Ever since I started this personal blog site, I was curious if people actually read what I write. Luckily, based on the responses I received on Twitter, LinkedIn and in private, there is no problem with that. Next I wanted to see numbers. I was told, that Google Analytics is the gold standard of measurement. Well…
Lets start it with the basic problem: even my own visits are not counted. The reason is simple: uBlock Origin. I need to use my tablet to get my visit counted, the only device where I do not use an ad blocker. According to Google Analytics, my most popular blog is about listening to music, while my IT and security related blogs are barely read by anyone. When I check the raw logs, the picture is quite different. My estimate is, that depending on the topic, 20 to 80 percent of visitors fly under the radar, when it comes to Google Analytics.

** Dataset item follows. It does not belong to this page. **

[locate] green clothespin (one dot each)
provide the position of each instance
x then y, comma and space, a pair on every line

Once upon a time I used webalizer to analyze my logs. Awffull is a fork of webalizer, but also has been dead for a long time. But while 20 years ago its output was considered to be rich and beautiful, it is like a time capsule now. A bit of nostalgia, but otherwise not much useful. It includes all results, including search and other bots.
Last week I asked around what should I use to replace Google Analytics. Quite a few people suggested that I keep using GA, as even if it is not much use, it is still the gold standard. However it is a personal blog without any ads. It is not a business site and I am more curious about real usage than how many ads I can serve.
Another frequent suggestion was Matomo. It is available both on-premise and as a cloud service. When used from the cloud it has the same problems as GA. Probably a bit more accurate results, but still blocked by ad blockers. And some posts suggest that on-premise installations are also effectively blocked.
To a lesser extent, but it seems to have the same problem as Matomo and GA.
I plan to experiment a bit. I might even try Matomo and/or Plausible. But first I plan to setup syslog-ng with Elasticsearch and Kibana, and see, what I can do with the raw logs myself. A couple of ideas:
- syslog-ng can parse Apache access log and store the results in Elasticsearch
- based on the User-Agent I can label some traffic as RSS, search engine and probably a few more categories
- probably the closest to the truth in terms of human visitors: check CSS downloads with a page referrer
I hope that I’ll learn not just about my website traffic, but also more about syslog-ng, Elasticsearch and Kibana. And as many of my friends are in information security, working with raw logs promises to be the most effective.